Homeownership can be expensive, there’s no doubt about it. Dealing with repairs or just regular maintenance can be downright costly. Sometimes it might feel like you are constantly paying out without gaining any benefits in return.Get Matched with a Lender, Click Here.
While you probably won’t see the financial benefits of being a homeowner right away, in time, they will be very apparent. Following are the most common benefits you’ll see.
Even if you don’t make any changes to your home, but you keep it well maintained, your house may appreciate over time. It may not be a lot and it may even fall from time-to-time, but eventually, the values usually come full circle. We saw this with the housing crisis. So many homeowners lost tremendous value in their homes. But, those that stuck it out are seeing those values come back again.
If you are in your home for the long haul, chances are you will see a return on your investment just with natural appreciation.
Building Equity With Monthly Payments
Every time you write that large mortgage payment check, you build equity in your home.
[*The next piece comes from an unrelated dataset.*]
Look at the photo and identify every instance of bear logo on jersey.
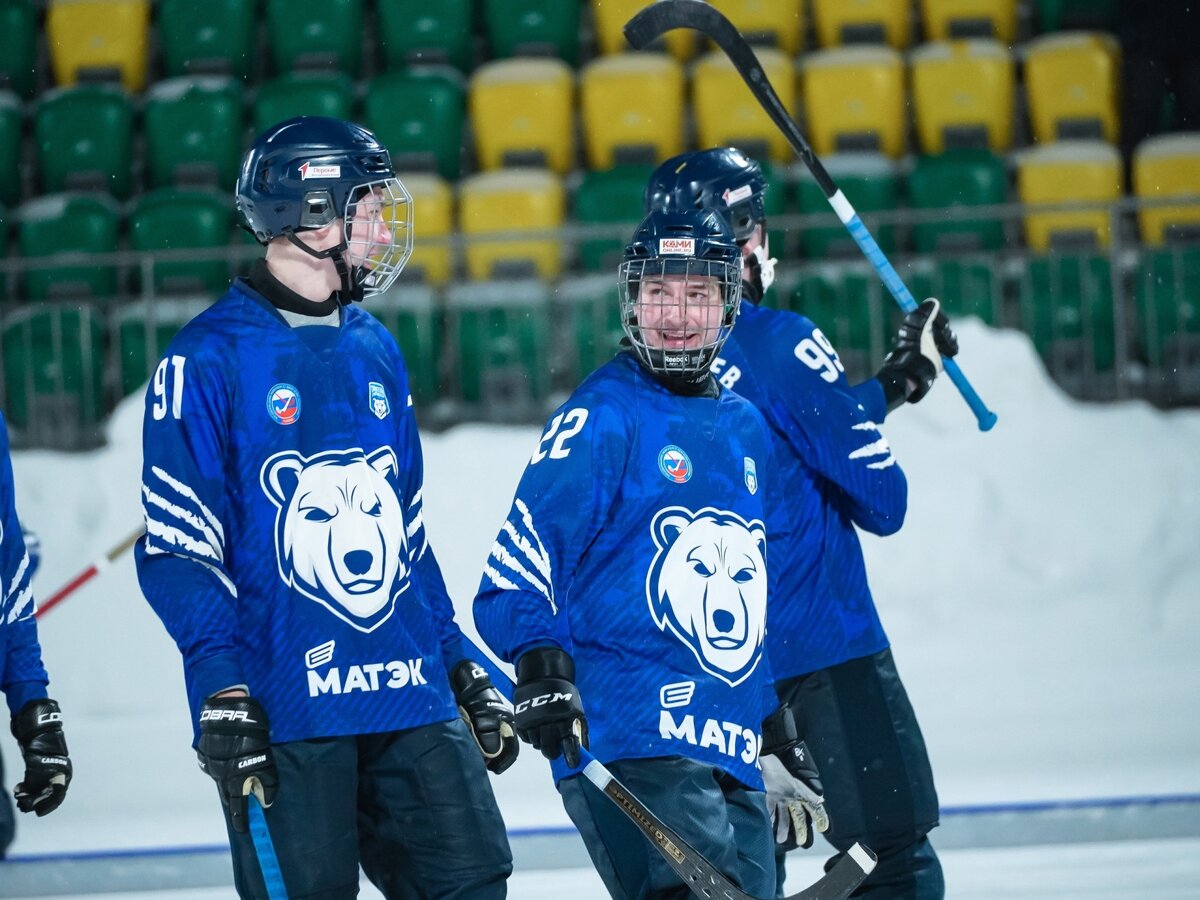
[259,446,409,632]
[646,506,767,686]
Just how much depends on many factors including your interest rate and the term of your loan. Every payment, however, gets you that much closer to owning your home free and clear.
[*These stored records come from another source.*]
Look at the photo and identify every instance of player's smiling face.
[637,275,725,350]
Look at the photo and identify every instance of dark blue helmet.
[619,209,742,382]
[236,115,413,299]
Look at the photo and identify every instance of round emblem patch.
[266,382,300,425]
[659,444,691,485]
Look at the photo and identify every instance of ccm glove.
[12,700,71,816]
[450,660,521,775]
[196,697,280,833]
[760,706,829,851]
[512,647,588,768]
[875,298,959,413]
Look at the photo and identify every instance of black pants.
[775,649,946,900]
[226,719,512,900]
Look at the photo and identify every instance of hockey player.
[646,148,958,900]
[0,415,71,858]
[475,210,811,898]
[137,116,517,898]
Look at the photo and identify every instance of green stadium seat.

You can look at your amortization table from your closing documents to see just how much of your payment goes towards the principal and how much goes to interest. No matter how much goes towards the principal, though, you make gains with every mortgage payment you make. In other words, your investment gets larger with every passing month.
An Emergency Savings Plan
While we don’t recommend using your home’s equity as your emergency savings plan, it could work in a pinch. Because you reduce your principal with each payment you make, you increase your investment. Once you hit the point where you owe at least 20% of the home, if not more, you can tap into it with a cash-out refinance. If you end up in a serious situation where you don’t have the money to pay for, the equity in your home can be your ‘back up’ plan.Click to See the Latest Mortgage Rates.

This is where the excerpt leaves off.